Revenue was pretty flat year on year, but maybe a closer look at the data can explain the market optimism.

You can see how earnings and revenue have changed over time in the image below (click on the chart to see the exact values).

earnings-and-revenue-growth
earnings-and-revenue-growth

Bausch + Lomb is a well known stock, with plenty of analyst coverage, suggesting some visibility into future growth. Given we have quite a good number of analyst forecasts, it might be well worth checking out this free chart depicting consensus estimates.

A Different Perspective

Bausch + Lomb boasts a total shareholder return of 18% for the last year. A substantial portion of that gain has come in the last three months, with the stock up 4.6% in that time. Demand for the stock from multiple parties is pushing the price higher; it could be that word is getting out about its virtues as a business. You might want to assess this data-rich visualization of its earnings, revenue and cash flow.

Of course, you might find a fantastic investment by looking elsewhere. So take a peek at this free list of companies we expect will grow earnings.

Please note, the market returns quoted in this article reflect the market weighted average returns of stocks that currently trade on American exchanges.

Have feedback on this article? Concerned about the content? Get in touch with us directly. Alternatively, email editorial-team (at) simplywallst.com.

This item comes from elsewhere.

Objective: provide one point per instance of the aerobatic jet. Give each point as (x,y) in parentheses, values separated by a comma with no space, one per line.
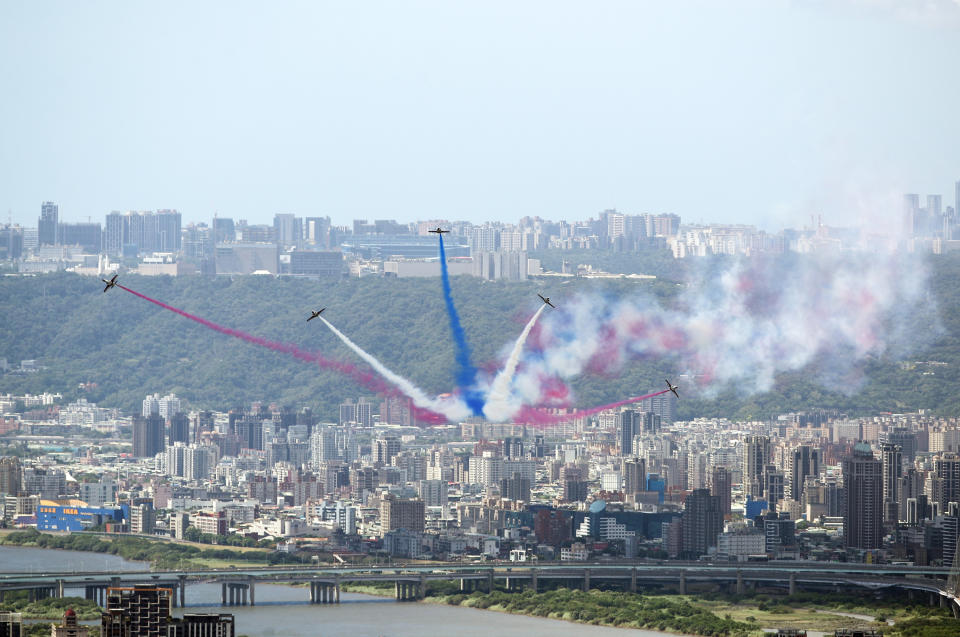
(112,282)
(672,388)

This article by Simply Wall St is general in nature. We provide commentary based on historical data and analyst forecasts only using an unbiased methodology and our articles are not intended to be financial advice. It does not constitute a recommendation to buy or sell any stock, and does not take account of your objectives, or your financial situation. We aim to bring you long-term focused analysis driven by fundamental data. Note that our analysis may not factor in the latest price-sensitive company announcements or qualitative material. Simply Wall St has no position in any stocks mentioned.